As to ethical matters that do not seem to be for mutual benefit (action towards fetuses, animals, future generations), Nozick suggests that they do not obviate the original function of ethics (coordination of interpersonal action for mutual benefit). But once ethics has arisen, it may acquire many functions, which might conflict. Hence there may be a need to evaluate those functions and reform ethics. The original function may be cycled out.

Nozick winds up his long and circuitous discussion of ethics with a conclusion that ethics has sufficient relevant parallels to factual beliefs that it makes sense to talk about a kind of objectivity in ethics.

In factual beliefs, he claims, objectivity is rooted in their statistical success in achieving goals in our actions. That success is rooted in what he calls a "truth property." That is, the thing which underlies and explains the success. One candidate, a popular one, for that thing is correspondence to actual facts. Ethics might themselves be true insofar as they contain that truth property, whatever it is. Or perhaps they contain some further property that is analogous to that truth property. He suggests that ethical statements are acted on for goals (mutual benefit). Insofar as they are serviceable for achieving that goal (i.e. successful in achieving the goal), they are "true." So serviceability might be that further property analogous to the truth property of factual statements.

"We may generalize the notion of the truth property of beliefs to speak of the effectiveness property of beliefs. Their effectiveness property is the property that explains their effectiveness in carrying our their function. That function is what defines the general notion of truth and marks the value of holding true beliefs." P. 286

Objectiveness, for Nozick, is comprised of 1) accessibility from different angles; 2) "it is or can be interpersonally agreed to; and (3) it holds independently of the beliefs and experiences of the observer or thinker." He identifies a fourth property of objective truth: it is invariant under all admissible transformations. This fourth property is what underlies and explains the first three.

Objectivity also involves "objectivity characteristics," which include in factual beliefs, being arrived at by a process that eliminates biases towards which way the truth might turn out, uses evidence, dispassionately evaluates that evidence, etc.

So what ethics needs to be objective is 1) a function that can be evaluated in terms of fulfilment or nonfulfilment (corresponding to the function of factual beliefs to achieve goals successfully), 2) an effectiveness property (i.e. a property that underlies and explains the success in 1)), 3) transformations shared by ethical statements under which they do not vary, 4) a reliable process for arriving at statements that exhibit 2), 5) objectivity characteristics. (partially quoted, partially paraphrased from P. 287: I do not fully understand the difference between 4 and 5)

Ethics certainly has distancing from personal biases, which corresponds to 4). Ethical decisions should be made by or as if by someone who does not know what side of the decision s/he will fall in. John Rawls speaks of a "Veil of ignorance."

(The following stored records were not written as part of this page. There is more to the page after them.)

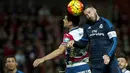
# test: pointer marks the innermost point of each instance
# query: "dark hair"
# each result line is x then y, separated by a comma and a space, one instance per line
75, 19
123, 56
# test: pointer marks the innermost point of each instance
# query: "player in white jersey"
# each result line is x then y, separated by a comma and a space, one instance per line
123, 63
76, 60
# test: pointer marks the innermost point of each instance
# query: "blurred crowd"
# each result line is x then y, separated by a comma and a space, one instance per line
34, 32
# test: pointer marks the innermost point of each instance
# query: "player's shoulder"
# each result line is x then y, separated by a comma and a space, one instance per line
107, 22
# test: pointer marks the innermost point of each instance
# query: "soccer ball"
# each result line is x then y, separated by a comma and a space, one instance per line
75, 7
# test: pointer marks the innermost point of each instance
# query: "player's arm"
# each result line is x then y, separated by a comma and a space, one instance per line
52, 55
112, 37
82, 43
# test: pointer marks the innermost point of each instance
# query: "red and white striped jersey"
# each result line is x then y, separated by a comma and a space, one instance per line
78, 54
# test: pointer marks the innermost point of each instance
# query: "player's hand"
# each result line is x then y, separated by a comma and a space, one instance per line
70, 44
106, 59
38, 61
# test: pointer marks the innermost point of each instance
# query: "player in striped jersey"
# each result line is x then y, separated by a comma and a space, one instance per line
76, 60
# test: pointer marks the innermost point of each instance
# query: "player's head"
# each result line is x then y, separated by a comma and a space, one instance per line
122, 62
70, 20
10, 63
90, 12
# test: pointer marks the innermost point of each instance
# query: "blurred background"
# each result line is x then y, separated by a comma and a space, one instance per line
30, 29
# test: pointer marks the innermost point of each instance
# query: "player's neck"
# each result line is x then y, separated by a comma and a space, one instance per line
14, 71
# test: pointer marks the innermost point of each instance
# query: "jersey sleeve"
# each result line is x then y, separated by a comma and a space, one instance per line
82, 43
112, 37
67, 37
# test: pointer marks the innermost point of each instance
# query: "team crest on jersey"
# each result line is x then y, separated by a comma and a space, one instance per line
66, 40
101, 26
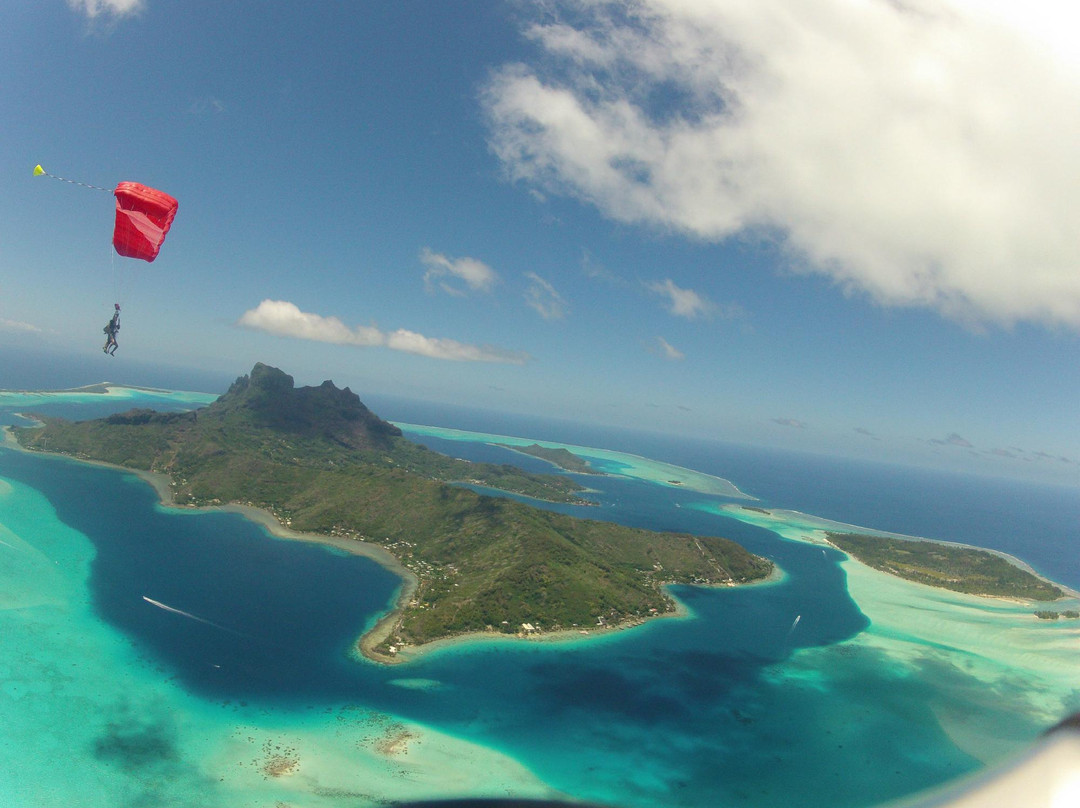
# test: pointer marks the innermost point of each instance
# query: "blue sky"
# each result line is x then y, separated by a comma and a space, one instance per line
828, 226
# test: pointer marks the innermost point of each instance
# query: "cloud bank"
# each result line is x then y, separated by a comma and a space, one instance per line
284, 319
921, 152
115, 8
661, 347
456, 275
542, 297
680, 301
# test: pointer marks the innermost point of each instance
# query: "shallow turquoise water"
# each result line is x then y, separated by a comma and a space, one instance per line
736, 705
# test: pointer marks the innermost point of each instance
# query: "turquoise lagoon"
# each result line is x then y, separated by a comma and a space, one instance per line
170, 657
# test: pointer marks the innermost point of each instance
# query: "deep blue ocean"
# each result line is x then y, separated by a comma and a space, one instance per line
694, 712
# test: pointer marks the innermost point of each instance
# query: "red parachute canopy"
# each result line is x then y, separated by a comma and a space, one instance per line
144, 216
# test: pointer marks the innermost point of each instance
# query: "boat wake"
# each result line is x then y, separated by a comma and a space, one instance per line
188, 615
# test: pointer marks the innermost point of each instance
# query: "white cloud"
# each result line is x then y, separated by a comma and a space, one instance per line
451, 272
922, 152
19, 326
542, 296
115, 8
662, 348
680, 301
284, 319
449, 349
793, 422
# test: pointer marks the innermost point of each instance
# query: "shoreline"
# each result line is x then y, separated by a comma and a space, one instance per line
364, 646
825, 526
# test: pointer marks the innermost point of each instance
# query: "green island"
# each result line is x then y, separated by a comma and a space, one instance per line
1050, 615
947, 566
561, 457
322, 462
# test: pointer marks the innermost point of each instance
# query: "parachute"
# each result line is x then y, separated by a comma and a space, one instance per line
144, 216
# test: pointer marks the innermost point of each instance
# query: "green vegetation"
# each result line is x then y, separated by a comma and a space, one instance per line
562, 458
1068, 615
947, 566
322, 462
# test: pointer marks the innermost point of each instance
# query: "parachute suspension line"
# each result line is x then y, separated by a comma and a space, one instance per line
39, 172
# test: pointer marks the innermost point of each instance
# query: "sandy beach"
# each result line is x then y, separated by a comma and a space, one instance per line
373, 637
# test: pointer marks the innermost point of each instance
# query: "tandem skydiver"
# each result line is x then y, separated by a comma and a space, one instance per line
110, 330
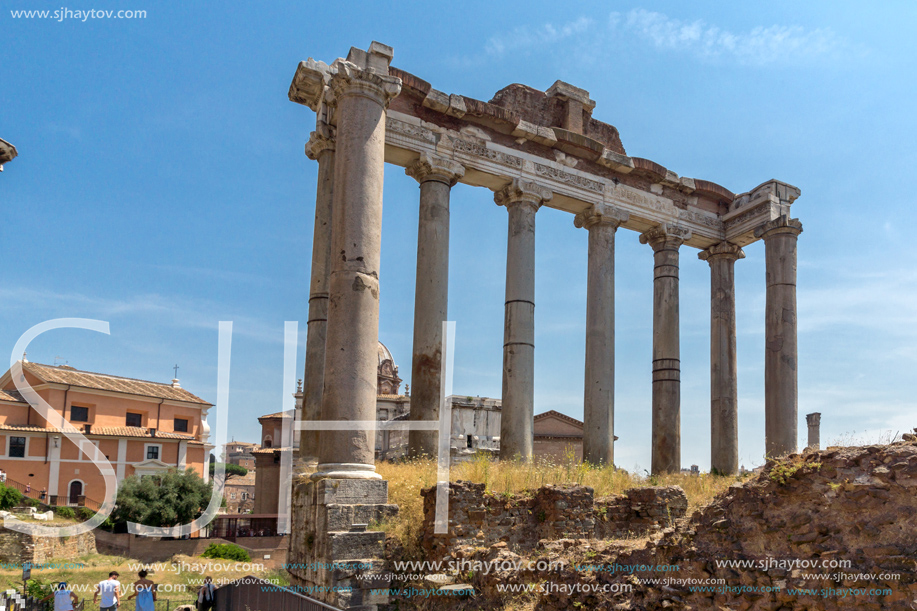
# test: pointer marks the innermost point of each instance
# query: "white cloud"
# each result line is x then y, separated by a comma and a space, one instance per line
758, 46
526, 37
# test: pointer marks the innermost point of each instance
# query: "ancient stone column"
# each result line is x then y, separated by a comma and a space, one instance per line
522, 199
665, 241
319, 148
814, 424
436, 176
362, 90
780, 375
724, 385
602, 222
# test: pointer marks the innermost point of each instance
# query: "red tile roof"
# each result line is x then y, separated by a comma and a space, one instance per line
109, 431
100, 381
11, 395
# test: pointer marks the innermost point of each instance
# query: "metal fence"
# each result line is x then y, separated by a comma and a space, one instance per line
254, 594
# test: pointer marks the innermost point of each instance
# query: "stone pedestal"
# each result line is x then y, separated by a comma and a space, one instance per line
665, 241
319, 148
436, 176
522, 199
813, 422
330, 546
598, 403
780, 374
724, 386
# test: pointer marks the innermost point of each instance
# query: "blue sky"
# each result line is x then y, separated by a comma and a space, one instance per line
162, 186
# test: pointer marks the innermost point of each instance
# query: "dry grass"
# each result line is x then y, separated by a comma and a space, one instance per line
406, 479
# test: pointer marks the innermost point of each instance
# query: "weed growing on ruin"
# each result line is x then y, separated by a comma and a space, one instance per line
511, 479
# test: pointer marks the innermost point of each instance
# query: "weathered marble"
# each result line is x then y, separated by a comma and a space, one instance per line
321, 149
665, 241
522, 200
598, 403
361, 91
813, 423
724, 419
780, 365
436, 176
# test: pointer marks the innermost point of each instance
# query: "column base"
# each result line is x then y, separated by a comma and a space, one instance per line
341, 470
333, 558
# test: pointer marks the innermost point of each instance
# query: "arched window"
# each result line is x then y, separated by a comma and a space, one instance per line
76, 491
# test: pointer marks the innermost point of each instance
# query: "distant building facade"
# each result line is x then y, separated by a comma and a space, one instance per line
239, 492
141, 428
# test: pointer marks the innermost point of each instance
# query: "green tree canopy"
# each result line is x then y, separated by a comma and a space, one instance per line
165, 499
9, 497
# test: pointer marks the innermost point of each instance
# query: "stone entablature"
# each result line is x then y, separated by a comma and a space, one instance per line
498, 140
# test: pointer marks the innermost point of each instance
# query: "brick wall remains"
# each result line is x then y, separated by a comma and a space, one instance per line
481, 519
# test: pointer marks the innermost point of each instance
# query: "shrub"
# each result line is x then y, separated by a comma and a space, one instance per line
37, 588
9, 497
164, 499
65, 512
226, 551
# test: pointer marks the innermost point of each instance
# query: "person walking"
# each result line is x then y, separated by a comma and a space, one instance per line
205, 595
145, 593
110, 590
64, 598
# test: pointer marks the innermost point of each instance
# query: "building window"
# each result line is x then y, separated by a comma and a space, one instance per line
79, 414
17, 447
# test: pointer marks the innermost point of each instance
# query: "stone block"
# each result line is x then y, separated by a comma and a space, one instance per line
351, 492
356, 545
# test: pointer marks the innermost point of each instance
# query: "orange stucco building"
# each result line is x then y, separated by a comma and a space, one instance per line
140, 427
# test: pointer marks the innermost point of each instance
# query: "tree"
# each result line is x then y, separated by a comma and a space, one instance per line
231, 469
9, 497
165, 499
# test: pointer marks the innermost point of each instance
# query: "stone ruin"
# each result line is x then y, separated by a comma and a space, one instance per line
531, 148
478, 518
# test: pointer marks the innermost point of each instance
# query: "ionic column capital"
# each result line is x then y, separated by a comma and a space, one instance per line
521, 191
321, 140
723, 250
665, 236
351, 80
780, 225
431, 167
601, 215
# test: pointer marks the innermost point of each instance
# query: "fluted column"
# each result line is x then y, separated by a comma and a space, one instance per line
780, 375
724, 385
436, 176
522, 199
361, 93
602, 222
320, 148
665, 241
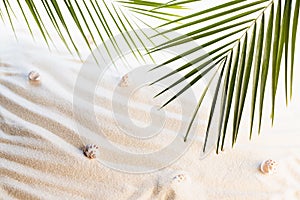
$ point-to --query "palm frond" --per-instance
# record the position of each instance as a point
(98, 13)
(250, 55)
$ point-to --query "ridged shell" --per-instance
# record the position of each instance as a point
(180, 178)
(34, 76)
(124, 81)
(269, 166)
(91, 151)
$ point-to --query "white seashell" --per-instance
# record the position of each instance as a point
(181, 178)
(124, 81)
(269, 166)
(34, 76)
(91, 151)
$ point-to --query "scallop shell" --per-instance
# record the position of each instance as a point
(269, 166)
(180, 178)
(91, 151)
(124, 81)
(34, 76)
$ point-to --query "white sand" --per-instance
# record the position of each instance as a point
(40, 156)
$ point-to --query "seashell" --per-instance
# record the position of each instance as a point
(34, 76)
(91, 151)
(269, 166)
(180, 178)
(124, 81)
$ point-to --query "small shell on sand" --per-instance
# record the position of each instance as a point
(268, 167)
(91, 151)
(34, 76)
(180, 178)
(124, 81)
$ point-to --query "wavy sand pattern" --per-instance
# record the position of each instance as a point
(40, 155)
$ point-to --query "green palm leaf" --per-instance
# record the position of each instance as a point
(237, 76)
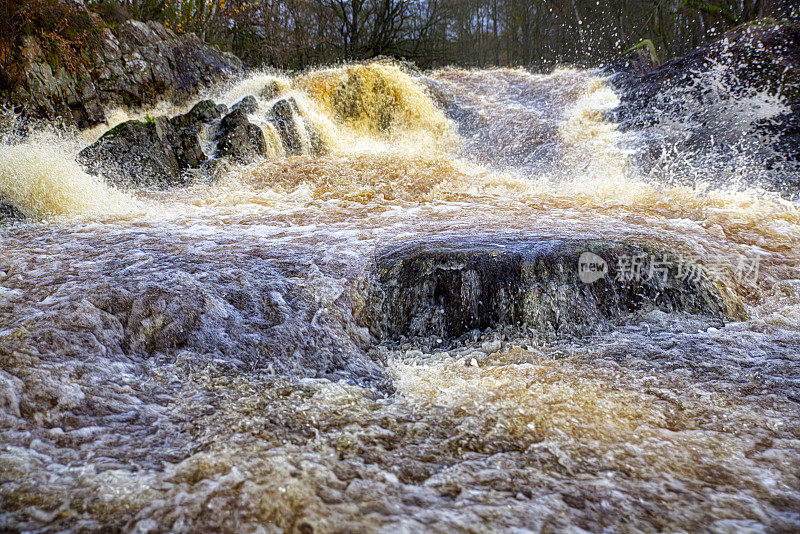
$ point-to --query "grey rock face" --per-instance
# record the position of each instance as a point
(239, 139)
(248, 104)
(449, 287)
(282, 115)
(151, 154)
(136, 64)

Ethics also involve invariance under transformations. The Golden Rule. An action is right/wrong only if it is right/wrong for any similar person in similar circumstances. This corresponds to 3) above.

Ethics has a function (identified above: coordination of actions for mutual benefit), and effectiveness and efficiency can be evaluated. That corresponds to 1), and 2) is implied by it.

In factual truth, in order to know that something is objective, intersubjective agreement is needed on the way to seeing that something is objective truth. Hence intersubjective agreement is epistemologically prior. But the property which makes intersubjective agreement possible and explains it is invariance. Thus invariance is ontologically prior.

In ethics, intersubjective agreement is also the way to seeing that something is ethically true (reflective equilibrium is too). But that is only possible because there is an effectiveness property.

There seems to be an irreducible dissimilarity between ethical statements and factual statements. Namely, it will often be the case that following an ethical norm in a particular situation is actually counterproductive to successful achievement of the goal of ethics. Nozick thinks that factual beliefs have similar problems (e.g. if you believe you are better than you actually are, you tend to achieve more, and so believing a factual falsity might lead to higher success in achieving action goals). Thus it is not possible within the theory of factual beliefs to conclusively argue that one should be factual. And so too in ethics, it is impossible to conclusively argue that one should be ethical.